Known to everyone as Ashley, he lectured widely in Brazil, England, and the U.S. on such modern writers as Mario de Andrade, Elizabeth Bishop, T. S. Eliot, William Faulkner, Robert Frost, Caroline Gordon, Ernest Hemingway, Vinicius de Moraes, Flannery O’Connor, Walker Percy, John Crowe Ransom, Wallace Stevens, Allen Tate, and Peter Taylor. He also published extensively on many of these authors and others in leading literary journals, including Shenandoah: The Washington and Lee University Review, which he helped to found in 1950 while teaching at the college, The Southern Humanities Review, The Southern Review, and The Virginia Quarterly Review, among others. He personally knew many of these same writers, especially Elizabeth Bishop and Flannery O’Connor, and carried on extensive correspondence with them.
He is survived by his brother Franklin R. Brown and sister-in-law Carolyn Brown, one niece and two nephews, and several great nieces and one great nephew. Also by his adopted son Celso Lemos de Oliveira, his wife Bernadette, and their children Laura and Marco.

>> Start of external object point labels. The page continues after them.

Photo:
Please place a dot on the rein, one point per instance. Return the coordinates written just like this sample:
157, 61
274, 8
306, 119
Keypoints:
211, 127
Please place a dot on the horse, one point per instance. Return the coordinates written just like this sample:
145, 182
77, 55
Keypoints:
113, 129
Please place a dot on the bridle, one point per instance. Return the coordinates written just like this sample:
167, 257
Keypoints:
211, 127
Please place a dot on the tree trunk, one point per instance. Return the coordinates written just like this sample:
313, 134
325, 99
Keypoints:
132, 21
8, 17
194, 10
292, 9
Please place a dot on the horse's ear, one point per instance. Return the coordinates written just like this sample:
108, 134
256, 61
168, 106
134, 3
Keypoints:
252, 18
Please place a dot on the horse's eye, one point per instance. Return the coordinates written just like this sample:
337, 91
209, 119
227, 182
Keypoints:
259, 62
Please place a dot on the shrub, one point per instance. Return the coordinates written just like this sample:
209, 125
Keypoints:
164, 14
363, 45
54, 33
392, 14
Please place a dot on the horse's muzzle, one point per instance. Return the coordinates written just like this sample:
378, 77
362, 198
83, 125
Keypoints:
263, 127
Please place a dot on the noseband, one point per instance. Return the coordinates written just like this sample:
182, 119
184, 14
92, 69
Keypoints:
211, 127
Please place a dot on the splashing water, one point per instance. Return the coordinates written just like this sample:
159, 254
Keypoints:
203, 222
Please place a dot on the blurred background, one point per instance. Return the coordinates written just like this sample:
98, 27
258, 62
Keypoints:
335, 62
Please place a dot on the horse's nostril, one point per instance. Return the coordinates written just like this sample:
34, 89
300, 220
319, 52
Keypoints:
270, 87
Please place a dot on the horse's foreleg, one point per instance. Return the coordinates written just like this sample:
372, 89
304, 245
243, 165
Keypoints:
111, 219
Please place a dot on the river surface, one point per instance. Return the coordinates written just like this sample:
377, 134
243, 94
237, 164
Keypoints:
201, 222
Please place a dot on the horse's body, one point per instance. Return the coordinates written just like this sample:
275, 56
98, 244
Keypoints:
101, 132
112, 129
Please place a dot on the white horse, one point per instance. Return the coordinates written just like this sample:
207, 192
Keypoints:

As his longtime friend (since 1952) and then colleague John L. Kimmey commented recently after reading what he deservedly called Ashley’s “remarkable resumé”: “He always prided himself in being not a specialist but a generalist, sort of like his hero Montaigne.” He and Ashley collaborated on seven anthologies, and perhaps John’s last comments on Ashley are the ones that Ashley himself might want to be remembered by: “So much more to say about him. One of my favorites is his telling me once what he liked for lunch, a peanut butter sandwich and a Bloody Mary. An original.”
He will be buried in Louisville, Kentucky in the family plot.
Plans for a memorial will be announced at a later date.